Mercado Alternativo Bursátil (MAB): SICAVs y ECRs

El Mercado Alternativo Bursátil (MAB) es un sistema organizado de negociación autorizado por el Gobierno español y regulado por lo previsto en el art. 31.4 de la vigente Ley española del Mercado de Valores. Está sujeto a la supervisión de la CNMV en su organización y funcionamiento.

El MAB se ha pensado principalmente para la cotización de las acciones de las Sociedades de Inversión de Capital Variable (SICAV), con lo que se facilitará la obligación de garantizar la liquidez de sus acciones, que ha sido impuesta por la nueva regulación de Instituciones de Inversión Colectiva, si bien, se dejó una puerta abierta para su futura extensión a otros valores distintos de las SICAV que también requieran un tratamiento especial debido a sus características singulares. De ahí, que el 27 de junio de 2007 se creara el Mercado Alternativo Bursátil para Entidades de Capital Riesgo (ECR).

La creación del MAB, por tanto, surge como respuesta a valores, que por sus características especiales, requieren un tratamiento especial. Fue autorizado por el Consejo de Ministros el 30 de diciembre de 2005, se creó el 21 febrero de 2006 y finalmente se puso en funcionamiento el 26 de mayo de 2006 con la incorporación de 28 SICAVS al mercado. En 2007 ya se habían incorporado 3.288 de estas compañías a este nuevo mercado, y en junio de 2008 alcanzan las 3.378 empresas.

El objetivo básico del MAB es ofrecer un sistema organizado de contratación, liquidación, compensación y registro de operaciones que se efectúen sobre:

• Acciones y otros valores de Instituciones de Inversión Colectiva (IIC).

• Valores e instrumentos emitidos o referidos a entidades de reducida capitalización.

• Otros valores e instrumentos que por sus especiales características, siguieran un régimen singularizado.
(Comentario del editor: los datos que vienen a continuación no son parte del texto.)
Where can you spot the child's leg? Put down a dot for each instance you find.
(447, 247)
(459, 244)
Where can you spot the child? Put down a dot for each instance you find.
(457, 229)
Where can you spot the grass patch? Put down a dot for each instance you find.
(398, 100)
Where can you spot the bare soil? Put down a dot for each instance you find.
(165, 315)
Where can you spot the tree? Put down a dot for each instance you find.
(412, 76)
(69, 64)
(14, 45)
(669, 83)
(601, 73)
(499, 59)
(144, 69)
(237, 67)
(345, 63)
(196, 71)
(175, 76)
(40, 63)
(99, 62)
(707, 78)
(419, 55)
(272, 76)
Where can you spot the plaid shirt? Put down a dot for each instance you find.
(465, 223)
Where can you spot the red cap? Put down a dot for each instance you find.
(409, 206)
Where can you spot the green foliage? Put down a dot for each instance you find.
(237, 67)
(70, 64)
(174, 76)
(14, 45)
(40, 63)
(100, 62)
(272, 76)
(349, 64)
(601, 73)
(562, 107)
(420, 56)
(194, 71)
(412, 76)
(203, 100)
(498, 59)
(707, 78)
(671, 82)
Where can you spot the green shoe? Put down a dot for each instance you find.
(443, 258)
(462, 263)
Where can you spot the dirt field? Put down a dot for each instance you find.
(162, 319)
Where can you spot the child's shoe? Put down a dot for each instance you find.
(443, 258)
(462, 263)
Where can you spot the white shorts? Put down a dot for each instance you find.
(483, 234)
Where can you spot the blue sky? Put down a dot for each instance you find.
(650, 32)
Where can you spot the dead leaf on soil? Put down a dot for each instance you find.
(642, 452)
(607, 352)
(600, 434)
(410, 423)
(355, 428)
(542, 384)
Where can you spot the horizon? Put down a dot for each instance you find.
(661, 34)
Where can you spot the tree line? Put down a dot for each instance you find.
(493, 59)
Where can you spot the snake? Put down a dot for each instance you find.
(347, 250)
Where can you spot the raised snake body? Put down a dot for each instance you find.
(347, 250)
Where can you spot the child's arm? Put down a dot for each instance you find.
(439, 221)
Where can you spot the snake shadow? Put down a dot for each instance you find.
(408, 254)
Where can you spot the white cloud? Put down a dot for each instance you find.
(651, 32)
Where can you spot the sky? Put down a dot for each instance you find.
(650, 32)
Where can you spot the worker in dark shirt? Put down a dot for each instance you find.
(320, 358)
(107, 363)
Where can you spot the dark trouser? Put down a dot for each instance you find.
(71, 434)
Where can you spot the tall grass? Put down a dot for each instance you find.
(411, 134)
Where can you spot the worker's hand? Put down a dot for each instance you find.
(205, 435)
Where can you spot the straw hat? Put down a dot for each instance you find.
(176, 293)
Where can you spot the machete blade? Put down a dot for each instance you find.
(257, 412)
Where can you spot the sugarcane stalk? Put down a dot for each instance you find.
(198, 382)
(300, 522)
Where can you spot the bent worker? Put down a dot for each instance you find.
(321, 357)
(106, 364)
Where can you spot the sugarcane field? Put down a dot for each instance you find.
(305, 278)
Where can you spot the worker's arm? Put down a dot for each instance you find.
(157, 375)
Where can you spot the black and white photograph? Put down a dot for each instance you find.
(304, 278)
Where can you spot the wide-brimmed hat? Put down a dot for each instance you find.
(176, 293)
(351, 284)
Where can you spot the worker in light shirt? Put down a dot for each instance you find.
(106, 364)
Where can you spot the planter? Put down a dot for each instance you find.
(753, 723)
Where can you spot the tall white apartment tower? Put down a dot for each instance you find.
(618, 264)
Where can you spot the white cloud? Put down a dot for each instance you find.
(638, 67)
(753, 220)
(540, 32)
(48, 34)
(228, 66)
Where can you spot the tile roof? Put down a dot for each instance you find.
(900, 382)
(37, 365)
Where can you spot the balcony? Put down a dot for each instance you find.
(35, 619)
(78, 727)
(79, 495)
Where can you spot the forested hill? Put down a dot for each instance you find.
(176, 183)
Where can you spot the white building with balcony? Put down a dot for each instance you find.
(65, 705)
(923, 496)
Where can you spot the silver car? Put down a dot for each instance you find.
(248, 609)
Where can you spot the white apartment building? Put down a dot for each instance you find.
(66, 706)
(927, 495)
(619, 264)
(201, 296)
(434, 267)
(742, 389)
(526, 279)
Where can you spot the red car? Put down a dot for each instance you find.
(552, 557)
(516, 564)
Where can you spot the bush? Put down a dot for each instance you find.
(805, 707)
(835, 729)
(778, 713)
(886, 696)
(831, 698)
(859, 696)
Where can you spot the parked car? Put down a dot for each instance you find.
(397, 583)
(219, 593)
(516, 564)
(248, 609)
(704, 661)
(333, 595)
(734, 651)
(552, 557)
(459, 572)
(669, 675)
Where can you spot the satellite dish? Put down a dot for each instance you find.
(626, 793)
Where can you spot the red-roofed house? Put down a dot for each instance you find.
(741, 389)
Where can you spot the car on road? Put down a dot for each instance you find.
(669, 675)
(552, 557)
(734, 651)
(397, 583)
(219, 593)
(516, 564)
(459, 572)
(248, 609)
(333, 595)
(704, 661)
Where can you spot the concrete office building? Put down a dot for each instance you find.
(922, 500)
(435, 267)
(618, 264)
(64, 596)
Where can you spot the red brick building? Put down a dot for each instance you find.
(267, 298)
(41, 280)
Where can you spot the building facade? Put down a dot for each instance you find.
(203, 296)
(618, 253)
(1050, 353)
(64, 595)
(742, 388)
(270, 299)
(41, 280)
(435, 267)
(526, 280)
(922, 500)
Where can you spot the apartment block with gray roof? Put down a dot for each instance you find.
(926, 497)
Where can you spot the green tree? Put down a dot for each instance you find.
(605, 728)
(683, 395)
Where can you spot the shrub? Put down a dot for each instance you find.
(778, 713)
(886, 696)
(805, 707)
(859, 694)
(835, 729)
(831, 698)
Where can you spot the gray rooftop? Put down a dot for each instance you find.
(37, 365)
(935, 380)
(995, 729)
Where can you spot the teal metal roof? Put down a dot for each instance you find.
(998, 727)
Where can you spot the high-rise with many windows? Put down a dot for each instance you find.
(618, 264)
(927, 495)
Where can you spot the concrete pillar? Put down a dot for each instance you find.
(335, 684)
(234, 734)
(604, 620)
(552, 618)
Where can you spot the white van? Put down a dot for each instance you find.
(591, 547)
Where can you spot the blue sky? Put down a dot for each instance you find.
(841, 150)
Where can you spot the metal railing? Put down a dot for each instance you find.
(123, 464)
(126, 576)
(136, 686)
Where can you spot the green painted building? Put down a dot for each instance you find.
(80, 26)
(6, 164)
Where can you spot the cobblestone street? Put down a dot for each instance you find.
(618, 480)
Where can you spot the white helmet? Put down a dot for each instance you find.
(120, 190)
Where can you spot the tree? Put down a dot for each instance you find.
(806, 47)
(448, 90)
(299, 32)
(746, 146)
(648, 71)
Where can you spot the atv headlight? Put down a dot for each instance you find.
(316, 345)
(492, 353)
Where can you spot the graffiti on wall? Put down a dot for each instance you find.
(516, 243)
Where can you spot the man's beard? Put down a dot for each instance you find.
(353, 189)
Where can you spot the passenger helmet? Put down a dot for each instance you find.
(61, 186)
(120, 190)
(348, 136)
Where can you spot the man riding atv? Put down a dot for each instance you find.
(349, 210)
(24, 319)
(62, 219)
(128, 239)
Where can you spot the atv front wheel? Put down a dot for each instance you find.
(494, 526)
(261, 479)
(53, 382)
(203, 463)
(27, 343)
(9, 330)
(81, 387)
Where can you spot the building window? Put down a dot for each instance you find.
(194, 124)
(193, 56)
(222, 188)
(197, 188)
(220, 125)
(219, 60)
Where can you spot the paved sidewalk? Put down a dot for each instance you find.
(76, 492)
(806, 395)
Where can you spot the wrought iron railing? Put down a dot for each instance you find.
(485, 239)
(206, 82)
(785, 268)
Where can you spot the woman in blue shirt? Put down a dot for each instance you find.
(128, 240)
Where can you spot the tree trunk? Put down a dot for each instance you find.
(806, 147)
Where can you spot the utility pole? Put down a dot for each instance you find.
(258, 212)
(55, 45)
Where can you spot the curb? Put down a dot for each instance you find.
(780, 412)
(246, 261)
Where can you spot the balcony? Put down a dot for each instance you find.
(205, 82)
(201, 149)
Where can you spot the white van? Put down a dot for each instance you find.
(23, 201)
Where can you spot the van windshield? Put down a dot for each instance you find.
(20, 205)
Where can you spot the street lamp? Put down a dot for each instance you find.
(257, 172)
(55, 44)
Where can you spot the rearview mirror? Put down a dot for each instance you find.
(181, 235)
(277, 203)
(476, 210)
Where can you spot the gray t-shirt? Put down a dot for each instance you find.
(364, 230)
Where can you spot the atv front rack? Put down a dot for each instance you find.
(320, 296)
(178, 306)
La negociación de los títulos en el MAB se realizará bajo la plataforma SIBE de negociación electrónica, lo que supone una mayor rapidez, transparencia e incremento de las liquidez para los partícipes.

Toda la oferta de servicios que incluye el MAB resuelve gran parte de las complicaciones administrativas y legales que implica la nueva regulación para las SICAV. Además, los costes de este servicio para estas sociedades se reducen en más de un 50% de lo que se abona por la contratación actual en corros.

Serán miembros de este MAB, sin necesidad de requerimientos adicionales, los miembros del mercado, empresas de servicios de inversión y entidades de crédito que en el momento de su puesta en marcha sean miembros de las Bolsas españolas. Además, se permitirá a las Sociedades Gestoras de Instituciones de Inversión Colectiva (SGIIC) y a las propias SICAVS autogestionadas, llamadas Entidades Participantes, operar directamente en el mercado para cruzar operaciones a valor liquidativo sobre las acciones de la SICAV que gestionen, y dotar de liquidez a las acciones, sin necesidad de designar para ello otro intermediario.

Por lo que respecta al MAB para Entidades de Capital Riesgo, su creación atiende a la necesidad de dotar a este producto una mayor liquidez y transparencia, contribuyendo de esta forma a popularizar esta nueva clase de activos y facilitando su incorporación a las carteras de inversores, tanto institucionales como particulares.

El modelo de mercado del MAB para valores emitidos por ECR se basará en un sistema de fijación de precios mediante la confluencia de la oferta y la demanda en un periodo de subasta o «fixing», en un segmento de contratación diferenciado. Otra característica es la existencia de la figura del intermediario especialista, que asumirá un compromiso de prestación de liquidez y contrapartida en los términos adecuados a cada valor. El especialista deberá introducir en el mercado posiciones de compra y venta por un importe mínimo, con una horquilla máxima entre los precios de compra y venta respecto del precio de referencia de cada valor.

EL MAB sigue dejando sus puertas abiertas a otro tipo de valores o compañías de características especiales, como compañías de reducida capitalización, cuyas acciones se ven afectadas en general por problemas de falta de liquidez y escasa visibilidad entre el público inversor, y que hasta ahora no se han planteado cotizar en el mercado por los costes y los requisitos que exigía estar presentes en él.